So a patient with disease confined to a single neck node and no B symptoms is stage IA; a patient with disease above and below the diaphragm with B symptoms is stage IIIB.

Risk Stratification: The International Prognostic Score (IPS)

For advanced-stage classic Hodgkin lymphoma, the International Prognostic Score is a useful tool. It counts seven adverse factors at diagnosis [7]:

1. Albumin <40 g/L
2. Hemoglobin <105 g/L
3. Male sex
4. Age ≥45 years
5. Stage IV disease
6. White cell count ≥15 × 10⁹/L
7. Lymphocyte count <0.6 × 10⁹/L or <8% of the white cell count

More factors mean a worse prognosis. The IPS guides how intensive treatment should be in advanced-stage disease.

Hodgkin Lymphoma Treatment

Treatment of Hodgkin's disease is one of the success stories of modern oncology. Most patients are cured. Care is delivered by a multidisciplinary team and combines chemotherapy, radiation therapy, immunotherapy, and — for relapsed or refractory disease — high-dose chemotherapy with stem cell transplant. PET-CT guides decisions throughout.

Main Treatment Modalities

Chemotherapy is the backbone. The traditional regimen is ABVD (doxorubicin, bleomycin, vinblastine, dacarbazine). For advanced-stage disease in many centers, AVD (the same regimen without bleomycin) is now used to spare patients from bleomycin-related lung injury, particularly when interim PET shows good response [6]. The newer N-AVD regimen — nivolumab plus AVD — has changed the field for advanced-stage classic Hodgkin lymphoma, and more on that below.

Radiation therapy is often combined with chemotherapy, especially for early-stage or bulky disease. Modern involved-site radiation therapy (ISRT) targets only the originally affected areas to reduce long-term side effects.

Immunotherapy. Checkpoint inhibitors — nivolumab and pembrolizumab — block PD-1 and reactivate the immune response against RS cells. Brentuximab vedotin is an antibody-drug conjugate that targets CD30, the protein heavily expressed on classic HL cells.

Stem cell transplant. Used mainly for relapsed or refractory disease. Autologous transplant (using the patient's own stem cells) is the standard; allogeneic transplant (using a donor's stem cells) is reserved for selected cases.

Surgery is mostly limited to obtaining biopsies. Splenectomy is rarely done now.

Frontline Therapy: From ABVD to Nivolumab + AVD

For decades, ABVD was the global standard for classic Hodgkin lymphoma. That picture has changed.

The RATHL trial showed that patients with advanced-stage disease and a negative interim PET after two cycles of ABVD could safely drop bleomycin and continue with AVD, with no loss of efficacy and less lung toxicity [6]. This established the principle of PET-adapted therapy.

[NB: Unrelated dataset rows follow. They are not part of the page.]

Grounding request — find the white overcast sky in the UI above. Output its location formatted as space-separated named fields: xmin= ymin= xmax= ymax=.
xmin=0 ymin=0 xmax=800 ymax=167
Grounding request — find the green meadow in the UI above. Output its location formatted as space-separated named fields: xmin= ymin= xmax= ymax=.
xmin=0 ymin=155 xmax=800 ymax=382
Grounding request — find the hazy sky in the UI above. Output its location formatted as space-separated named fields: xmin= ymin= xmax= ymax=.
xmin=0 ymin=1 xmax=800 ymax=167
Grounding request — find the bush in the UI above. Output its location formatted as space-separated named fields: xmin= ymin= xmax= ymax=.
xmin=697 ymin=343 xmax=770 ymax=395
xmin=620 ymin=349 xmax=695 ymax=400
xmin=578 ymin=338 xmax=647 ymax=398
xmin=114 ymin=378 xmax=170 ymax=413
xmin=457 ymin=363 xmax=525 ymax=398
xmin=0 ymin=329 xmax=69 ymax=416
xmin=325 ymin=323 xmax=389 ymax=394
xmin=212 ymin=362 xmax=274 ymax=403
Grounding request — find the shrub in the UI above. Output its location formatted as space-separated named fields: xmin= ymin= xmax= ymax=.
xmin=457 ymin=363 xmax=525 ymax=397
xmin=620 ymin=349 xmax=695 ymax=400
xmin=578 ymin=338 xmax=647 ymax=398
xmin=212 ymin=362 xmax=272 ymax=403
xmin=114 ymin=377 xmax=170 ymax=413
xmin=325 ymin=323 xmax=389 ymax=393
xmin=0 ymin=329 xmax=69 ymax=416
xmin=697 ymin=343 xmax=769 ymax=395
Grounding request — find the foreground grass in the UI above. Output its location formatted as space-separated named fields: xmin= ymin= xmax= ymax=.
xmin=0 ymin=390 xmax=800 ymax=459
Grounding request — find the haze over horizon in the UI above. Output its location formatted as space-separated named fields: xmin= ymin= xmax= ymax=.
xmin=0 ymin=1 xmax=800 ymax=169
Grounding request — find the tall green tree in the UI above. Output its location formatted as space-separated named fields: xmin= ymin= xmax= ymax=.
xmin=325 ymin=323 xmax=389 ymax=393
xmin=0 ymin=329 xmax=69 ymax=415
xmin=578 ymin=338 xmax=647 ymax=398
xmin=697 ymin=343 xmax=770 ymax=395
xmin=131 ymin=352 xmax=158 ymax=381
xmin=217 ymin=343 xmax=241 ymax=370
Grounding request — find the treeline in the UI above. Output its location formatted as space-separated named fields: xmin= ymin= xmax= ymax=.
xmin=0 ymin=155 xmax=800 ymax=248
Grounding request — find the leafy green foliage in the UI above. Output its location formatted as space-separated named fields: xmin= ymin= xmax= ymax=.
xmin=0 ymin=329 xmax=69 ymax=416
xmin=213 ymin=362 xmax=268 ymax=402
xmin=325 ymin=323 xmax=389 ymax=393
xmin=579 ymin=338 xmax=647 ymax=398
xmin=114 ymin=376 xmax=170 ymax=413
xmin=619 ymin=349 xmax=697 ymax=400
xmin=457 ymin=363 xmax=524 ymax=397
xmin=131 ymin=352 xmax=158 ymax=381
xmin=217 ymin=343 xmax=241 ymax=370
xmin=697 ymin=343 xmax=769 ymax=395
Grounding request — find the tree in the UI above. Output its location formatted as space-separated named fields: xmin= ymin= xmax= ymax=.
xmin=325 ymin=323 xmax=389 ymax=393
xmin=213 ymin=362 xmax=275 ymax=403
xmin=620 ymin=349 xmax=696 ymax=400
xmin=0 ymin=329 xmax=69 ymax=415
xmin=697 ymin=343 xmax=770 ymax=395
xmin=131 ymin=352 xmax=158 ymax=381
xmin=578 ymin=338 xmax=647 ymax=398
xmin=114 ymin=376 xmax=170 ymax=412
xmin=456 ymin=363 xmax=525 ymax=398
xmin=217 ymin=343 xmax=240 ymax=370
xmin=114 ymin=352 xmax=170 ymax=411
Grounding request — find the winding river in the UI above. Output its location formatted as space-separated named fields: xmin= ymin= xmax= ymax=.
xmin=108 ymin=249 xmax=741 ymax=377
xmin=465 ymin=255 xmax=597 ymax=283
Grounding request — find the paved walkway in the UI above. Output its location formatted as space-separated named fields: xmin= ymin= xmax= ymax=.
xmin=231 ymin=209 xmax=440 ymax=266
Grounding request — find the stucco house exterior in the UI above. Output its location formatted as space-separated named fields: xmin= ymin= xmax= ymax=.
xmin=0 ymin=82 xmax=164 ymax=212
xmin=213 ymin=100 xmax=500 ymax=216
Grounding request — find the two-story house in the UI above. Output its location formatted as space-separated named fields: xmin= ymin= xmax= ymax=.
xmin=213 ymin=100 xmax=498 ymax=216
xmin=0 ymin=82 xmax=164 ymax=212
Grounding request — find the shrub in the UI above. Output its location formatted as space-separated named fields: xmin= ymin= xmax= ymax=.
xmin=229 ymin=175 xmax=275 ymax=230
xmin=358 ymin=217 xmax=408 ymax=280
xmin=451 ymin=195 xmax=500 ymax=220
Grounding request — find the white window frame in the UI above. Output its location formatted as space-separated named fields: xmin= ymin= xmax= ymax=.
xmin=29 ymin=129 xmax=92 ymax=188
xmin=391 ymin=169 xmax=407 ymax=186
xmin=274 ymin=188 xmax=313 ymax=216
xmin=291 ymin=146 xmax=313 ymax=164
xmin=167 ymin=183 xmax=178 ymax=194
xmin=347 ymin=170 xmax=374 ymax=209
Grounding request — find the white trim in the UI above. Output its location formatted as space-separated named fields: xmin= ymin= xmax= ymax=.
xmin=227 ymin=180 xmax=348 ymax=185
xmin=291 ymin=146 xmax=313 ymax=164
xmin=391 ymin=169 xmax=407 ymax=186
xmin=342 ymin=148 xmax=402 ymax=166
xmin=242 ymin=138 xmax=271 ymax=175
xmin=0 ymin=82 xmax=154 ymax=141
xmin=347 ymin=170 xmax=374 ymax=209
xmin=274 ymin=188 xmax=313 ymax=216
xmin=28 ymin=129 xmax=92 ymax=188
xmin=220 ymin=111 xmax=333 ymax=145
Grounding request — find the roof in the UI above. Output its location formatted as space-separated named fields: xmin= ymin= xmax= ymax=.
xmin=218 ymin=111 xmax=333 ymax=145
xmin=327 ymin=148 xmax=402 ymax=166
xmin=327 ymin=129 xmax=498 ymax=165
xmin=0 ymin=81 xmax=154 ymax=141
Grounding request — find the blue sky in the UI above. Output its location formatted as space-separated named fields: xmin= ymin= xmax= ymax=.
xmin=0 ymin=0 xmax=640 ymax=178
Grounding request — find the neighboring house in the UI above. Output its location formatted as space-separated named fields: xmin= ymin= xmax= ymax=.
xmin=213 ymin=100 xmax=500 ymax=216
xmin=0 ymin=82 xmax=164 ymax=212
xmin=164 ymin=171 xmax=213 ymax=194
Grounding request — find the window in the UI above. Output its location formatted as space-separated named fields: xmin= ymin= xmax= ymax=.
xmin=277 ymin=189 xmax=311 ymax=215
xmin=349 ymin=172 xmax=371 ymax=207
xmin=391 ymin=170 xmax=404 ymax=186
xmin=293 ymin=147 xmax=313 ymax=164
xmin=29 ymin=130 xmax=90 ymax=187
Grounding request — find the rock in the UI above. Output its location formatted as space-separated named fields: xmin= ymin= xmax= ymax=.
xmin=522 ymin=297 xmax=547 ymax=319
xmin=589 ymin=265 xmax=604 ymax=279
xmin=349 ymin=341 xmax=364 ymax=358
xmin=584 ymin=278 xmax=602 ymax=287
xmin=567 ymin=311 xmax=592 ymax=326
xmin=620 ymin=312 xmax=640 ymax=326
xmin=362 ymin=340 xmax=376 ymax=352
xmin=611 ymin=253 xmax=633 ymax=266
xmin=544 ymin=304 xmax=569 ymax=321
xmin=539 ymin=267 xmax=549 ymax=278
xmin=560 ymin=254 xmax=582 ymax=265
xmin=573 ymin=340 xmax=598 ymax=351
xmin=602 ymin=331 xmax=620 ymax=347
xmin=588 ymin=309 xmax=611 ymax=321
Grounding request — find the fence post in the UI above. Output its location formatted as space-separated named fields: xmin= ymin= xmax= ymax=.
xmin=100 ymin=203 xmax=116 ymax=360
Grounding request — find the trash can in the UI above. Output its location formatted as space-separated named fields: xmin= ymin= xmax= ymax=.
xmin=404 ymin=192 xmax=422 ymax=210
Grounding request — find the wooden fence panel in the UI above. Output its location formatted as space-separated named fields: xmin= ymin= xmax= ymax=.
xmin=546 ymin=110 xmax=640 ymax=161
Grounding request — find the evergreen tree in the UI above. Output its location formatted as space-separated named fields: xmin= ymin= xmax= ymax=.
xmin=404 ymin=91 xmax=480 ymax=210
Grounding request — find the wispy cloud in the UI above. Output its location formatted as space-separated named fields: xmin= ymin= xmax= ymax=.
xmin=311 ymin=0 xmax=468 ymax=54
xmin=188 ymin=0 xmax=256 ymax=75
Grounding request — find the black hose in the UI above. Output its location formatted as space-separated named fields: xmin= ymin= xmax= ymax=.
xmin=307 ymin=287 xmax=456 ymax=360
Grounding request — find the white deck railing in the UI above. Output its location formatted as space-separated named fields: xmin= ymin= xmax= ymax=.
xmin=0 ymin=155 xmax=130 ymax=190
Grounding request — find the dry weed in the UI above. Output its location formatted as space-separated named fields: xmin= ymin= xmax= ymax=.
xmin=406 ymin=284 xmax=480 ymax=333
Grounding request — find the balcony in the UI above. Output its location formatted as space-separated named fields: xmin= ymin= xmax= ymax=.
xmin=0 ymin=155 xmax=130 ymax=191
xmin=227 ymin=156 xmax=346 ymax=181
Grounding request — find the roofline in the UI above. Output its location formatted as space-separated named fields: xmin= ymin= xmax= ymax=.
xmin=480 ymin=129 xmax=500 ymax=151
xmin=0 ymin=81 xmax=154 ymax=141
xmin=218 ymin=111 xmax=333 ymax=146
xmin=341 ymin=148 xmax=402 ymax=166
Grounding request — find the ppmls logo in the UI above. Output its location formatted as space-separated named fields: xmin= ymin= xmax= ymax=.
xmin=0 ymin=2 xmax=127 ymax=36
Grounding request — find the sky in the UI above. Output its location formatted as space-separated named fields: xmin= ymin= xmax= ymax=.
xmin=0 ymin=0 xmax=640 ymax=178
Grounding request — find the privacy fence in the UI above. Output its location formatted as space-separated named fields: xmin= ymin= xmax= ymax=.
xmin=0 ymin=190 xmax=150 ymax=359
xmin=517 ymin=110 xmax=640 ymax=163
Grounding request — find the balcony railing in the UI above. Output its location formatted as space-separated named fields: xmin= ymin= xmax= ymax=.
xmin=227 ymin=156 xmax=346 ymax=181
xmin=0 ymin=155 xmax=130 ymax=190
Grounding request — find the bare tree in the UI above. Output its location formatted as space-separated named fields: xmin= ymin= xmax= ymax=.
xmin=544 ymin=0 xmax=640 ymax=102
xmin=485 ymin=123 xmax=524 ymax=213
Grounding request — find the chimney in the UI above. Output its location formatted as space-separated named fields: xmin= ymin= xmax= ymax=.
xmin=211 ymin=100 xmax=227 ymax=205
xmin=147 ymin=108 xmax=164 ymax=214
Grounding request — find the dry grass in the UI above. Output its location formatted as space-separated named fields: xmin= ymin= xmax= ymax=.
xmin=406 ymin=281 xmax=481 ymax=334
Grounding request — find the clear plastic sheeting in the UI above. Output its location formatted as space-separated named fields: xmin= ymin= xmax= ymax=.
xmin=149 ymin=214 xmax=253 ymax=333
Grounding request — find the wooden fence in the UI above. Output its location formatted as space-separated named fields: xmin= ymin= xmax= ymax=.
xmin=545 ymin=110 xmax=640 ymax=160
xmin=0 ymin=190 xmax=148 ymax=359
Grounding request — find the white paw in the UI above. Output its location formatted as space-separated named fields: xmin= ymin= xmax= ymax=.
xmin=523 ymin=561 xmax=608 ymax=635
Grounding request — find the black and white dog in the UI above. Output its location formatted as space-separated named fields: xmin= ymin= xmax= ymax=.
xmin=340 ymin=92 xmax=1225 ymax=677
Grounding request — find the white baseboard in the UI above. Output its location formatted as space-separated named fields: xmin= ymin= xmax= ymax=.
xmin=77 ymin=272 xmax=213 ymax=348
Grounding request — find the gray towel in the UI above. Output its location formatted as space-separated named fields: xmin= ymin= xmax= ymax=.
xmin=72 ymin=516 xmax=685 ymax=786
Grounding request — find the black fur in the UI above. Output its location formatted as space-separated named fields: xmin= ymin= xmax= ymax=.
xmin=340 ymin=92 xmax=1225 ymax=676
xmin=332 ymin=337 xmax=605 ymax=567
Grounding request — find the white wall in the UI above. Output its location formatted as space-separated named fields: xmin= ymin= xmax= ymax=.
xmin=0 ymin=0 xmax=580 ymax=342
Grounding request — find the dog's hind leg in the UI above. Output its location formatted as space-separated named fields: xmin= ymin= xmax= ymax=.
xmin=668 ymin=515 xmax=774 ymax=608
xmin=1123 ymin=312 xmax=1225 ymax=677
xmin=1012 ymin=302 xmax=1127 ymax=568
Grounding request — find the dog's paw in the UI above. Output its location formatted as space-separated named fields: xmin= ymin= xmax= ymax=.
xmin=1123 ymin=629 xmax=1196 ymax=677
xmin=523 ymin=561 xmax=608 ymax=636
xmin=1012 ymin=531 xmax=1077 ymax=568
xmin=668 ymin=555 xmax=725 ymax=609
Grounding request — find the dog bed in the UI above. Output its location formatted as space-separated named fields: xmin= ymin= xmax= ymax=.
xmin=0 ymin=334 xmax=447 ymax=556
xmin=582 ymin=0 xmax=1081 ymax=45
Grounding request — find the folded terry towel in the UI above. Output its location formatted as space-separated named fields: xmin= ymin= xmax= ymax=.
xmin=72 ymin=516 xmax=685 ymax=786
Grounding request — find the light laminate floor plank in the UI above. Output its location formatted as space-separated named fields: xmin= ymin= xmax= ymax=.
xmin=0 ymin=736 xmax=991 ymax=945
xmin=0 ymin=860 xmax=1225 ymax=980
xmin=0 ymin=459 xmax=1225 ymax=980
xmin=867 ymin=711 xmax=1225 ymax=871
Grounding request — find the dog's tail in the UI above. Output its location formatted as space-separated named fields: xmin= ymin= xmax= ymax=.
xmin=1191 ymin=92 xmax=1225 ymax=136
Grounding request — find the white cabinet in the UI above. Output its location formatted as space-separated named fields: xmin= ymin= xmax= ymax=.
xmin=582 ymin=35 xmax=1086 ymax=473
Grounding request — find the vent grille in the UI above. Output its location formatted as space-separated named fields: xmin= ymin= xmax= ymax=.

The SWOG S1826 trial compared nivolumab plus AVD (N-AVD) against brentuximab vedotin plus AVD (BV-AVD) in patients aged 12 and older with stage III or IV classic Hodgkin lymphoma [3]. At a median follow-up of 2.1 years, the 2-year progression-free survival was 92% with N-AVD compared with 83% with BV-AVD — a hazard ratio of 0.45. Updated 3-year follow-up confirmed the durability of the benefit. On the strength of these data, NCCN now lists N-AVD as a preferred frontline regimen for advanced-stage classic Hodgkin's disease, and the FDA has accepted this regimen for priority review in the first-line setting [3].

While the progression-free survival (PFS) of N-AVD is exceptional, physicians must weigh it against the primary alternative regimen: brentuximab vedotin plus AVD (BV-AVD). Long-term follow-up from the ECHELON-1 trial demonstrated that BV-AVD provides a proven, significant overall survival (OS) benefit compared to standard ABVD—a monumental achievement in a disease that is already highly curable [12]. Furthermore, the SWOG S1826 trial noted that N-AVD carries a higher risk of immune-related toxicities in patients over the age of 60. Therefore, the choice between N-AVD and BV-AVD in advanced disease remains highly individualized, balancing the patient's age and comorbidities with the prioritization of PFS versus established OS data.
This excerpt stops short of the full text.